Edward J. Snowden, the former National Security Agency computer technician who has acknowledged leaking highly classified documents about the United States government's monitoring of Internet and telephone communications, told a Hong Kong newspaper on Wednesday that he plans to stay in the city and fight extradition.
"People who think I made a mistake in picking Hong Kong as a location misunderstand my intentions," he told the newspaper, The South China Morning Post. "I am not here to hide from justice; I am here to reveal criminality."
He also said that the United States' surveillance program had gained access to hundreds of computers in Hong Kong and China since 2009. "We hack network backbones — like huge Internet routers, basically — that give us access to the communications of hundreds of thousands of computers without having to hack every single one," the newspaper quoted him as saying.

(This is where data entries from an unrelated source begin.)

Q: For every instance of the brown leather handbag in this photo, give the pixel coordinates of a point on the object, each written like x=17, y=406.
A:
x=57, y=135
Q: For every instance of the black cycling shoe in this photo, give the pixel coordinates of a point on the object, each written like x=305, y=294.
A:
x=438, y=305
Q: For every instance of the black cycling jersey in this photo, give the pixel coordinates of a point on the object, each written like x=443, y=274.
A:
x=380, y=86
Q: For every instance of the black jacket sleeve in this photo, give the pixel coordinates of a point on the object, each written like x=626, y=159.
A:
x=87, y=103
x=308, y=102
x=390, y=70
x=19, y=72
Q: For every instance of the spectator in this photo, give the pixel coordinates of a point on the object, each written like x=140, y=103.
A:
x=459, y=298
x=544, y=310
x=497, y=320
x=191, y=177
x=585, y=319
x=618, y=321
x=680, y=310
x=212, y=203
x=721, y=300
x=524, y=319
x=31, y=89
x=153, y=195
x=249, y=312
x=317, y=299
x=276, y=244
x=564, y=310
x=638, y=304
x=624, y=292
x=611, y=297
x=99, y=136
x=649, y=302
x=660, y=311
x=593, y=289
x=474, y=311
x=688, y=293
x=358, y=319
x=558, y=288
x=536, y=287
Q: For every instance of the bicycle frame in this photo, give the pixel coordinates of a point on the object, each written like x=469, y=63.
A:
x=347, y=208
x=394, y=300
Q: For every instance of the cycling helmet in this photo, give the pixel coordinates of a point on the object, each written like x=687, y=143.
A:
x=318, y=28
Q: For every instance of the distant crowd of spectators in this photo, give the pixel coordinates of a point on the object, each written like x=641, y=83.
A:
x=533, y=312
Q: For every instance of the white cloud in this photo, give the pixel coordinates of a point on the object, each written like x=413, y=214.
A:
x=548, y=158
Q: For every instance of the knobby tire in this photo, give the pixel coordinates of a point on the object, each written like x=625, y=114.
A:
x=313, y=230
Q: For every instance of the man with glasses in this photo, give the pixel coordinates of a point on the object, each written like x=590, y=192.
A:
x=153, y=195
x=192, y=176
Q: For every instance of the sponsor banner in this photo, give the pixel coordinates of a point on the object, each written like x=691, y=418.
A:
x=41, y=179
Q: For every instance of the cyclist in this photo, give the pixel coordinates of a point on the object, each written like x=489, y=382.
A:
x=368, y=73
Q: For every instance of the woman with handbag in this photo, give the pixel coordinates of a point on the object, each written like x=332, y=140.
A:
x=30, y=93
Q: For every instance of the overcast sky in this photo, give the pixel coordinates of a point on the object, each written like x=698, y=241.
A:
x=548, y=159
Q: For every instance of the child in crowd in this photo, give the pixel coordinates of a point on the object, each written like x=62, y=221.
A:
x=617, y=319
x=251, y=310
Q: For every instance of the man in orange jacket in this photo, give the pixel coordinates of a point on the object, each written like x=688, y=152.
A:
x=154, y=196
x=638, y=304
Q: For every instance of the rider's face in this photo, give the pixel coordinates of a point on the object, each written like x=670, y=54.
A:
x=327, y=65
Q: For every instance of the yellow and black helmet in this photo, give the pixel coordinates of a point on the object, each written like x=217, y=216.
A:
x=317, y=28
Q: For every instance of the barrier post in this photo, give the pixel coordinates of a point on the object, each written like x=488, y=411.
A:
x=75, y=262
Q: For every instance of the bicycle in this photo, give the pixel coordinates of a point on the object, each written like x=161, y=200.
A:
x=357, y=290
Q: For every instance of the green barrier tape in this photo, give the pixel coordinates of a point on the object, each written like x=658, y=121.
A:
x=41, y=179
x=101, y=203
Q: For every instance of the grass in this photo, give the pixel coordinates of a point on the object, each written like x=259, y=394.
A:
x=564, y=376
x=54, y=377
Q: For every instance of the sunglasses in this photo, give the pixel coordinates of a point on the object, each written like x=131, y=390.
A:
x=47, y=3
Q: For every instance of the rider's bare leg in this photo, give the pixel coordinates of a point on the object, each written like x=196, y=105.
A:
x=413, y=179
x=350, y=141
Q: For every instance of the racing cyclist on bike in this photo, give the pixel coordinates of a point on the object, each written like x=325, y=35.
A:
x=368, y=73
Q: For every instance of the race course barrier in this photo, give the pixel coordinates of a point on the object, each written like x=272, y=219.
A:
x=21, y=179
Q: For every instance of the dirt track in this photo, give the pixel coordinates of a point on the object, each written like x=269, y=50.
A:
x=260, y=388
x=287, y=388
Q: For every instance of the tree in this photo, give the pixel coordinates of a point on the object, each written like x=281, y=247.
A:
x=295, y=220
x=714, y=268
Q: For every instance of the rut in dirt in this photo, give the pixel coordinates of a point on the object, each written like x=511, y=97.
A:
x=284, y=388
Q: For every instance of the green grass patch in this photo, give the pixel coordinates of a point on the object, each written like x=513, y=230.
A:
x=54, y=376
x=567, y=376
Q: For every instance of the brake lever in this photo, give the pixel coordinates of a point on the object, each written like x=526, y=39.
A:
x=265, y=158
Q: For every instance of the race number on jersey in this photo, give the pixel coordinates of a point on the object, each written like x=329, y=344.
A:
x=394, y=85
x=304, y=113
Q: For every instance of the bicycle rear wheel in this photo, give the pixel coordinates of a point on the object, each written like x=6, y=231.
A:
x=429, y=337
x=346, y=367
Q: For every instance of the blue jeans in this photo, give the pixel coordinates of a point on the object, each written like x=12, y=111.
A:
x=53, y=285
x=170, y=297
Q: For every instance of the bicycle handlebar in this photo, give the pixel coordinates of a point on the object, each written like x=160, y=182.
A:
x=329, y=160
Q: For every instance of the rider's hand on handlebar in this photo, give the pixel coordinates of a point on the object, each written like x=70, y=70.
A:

The newspaper did not say where in Hong Kong Mr. Snowden has been hiding since he checked out of a hotel early Monday afternoon. The Guardian newspaper of Britain, with which Mr. Snowden has shared a series of documents, reported Wednesday morning that he had moved to a safe house, but did not provide details.
Mr. Snowden's decision to stay in Hong Kong came as a person with knowledge of the Hong Kong government's work on the case said local government lawyers, working with United States government lawyers, had identified 36 offenses with which Mr. Snowden could be charged under both Hong Kong and American laws.
(Read More: Booz Allen Says It's Fired Leaker Edward Snowden)
The United States and Hong Kong operate under a 1996 bilateral extradition agreement, and any attempt by the United States to extradite Mr. Snowden would have to cite offenses that violate the laws in both countries, are punishable by jail terms of a year or more and meet the terms of that agreement. One of the 36 offenses involves the release of official secrets, which is illegal in Hong Kong and the United States, said the person familiar with Hong Kong government efforts, who spoke on the condition of anonymity because of the delicate legal and diplomatic aspects of the case.
Mr. Snowden could delay extradition proceedings by requesting political asylum in Hong Kong. But he will almost certainly be taken into custody and jailed as soon as he files for asylum, because he would no longer qualify as a visitor to Hong Kong, the person said.
Leung Chun-ying, the chief executive of Hong Kong, said on an official visit to New York on Tuesday that his government would not discuss Mr. Snowden's case. "We have existing laws and policies; otherwise we can't comment on individual cases," he said, according to an official transcript released here.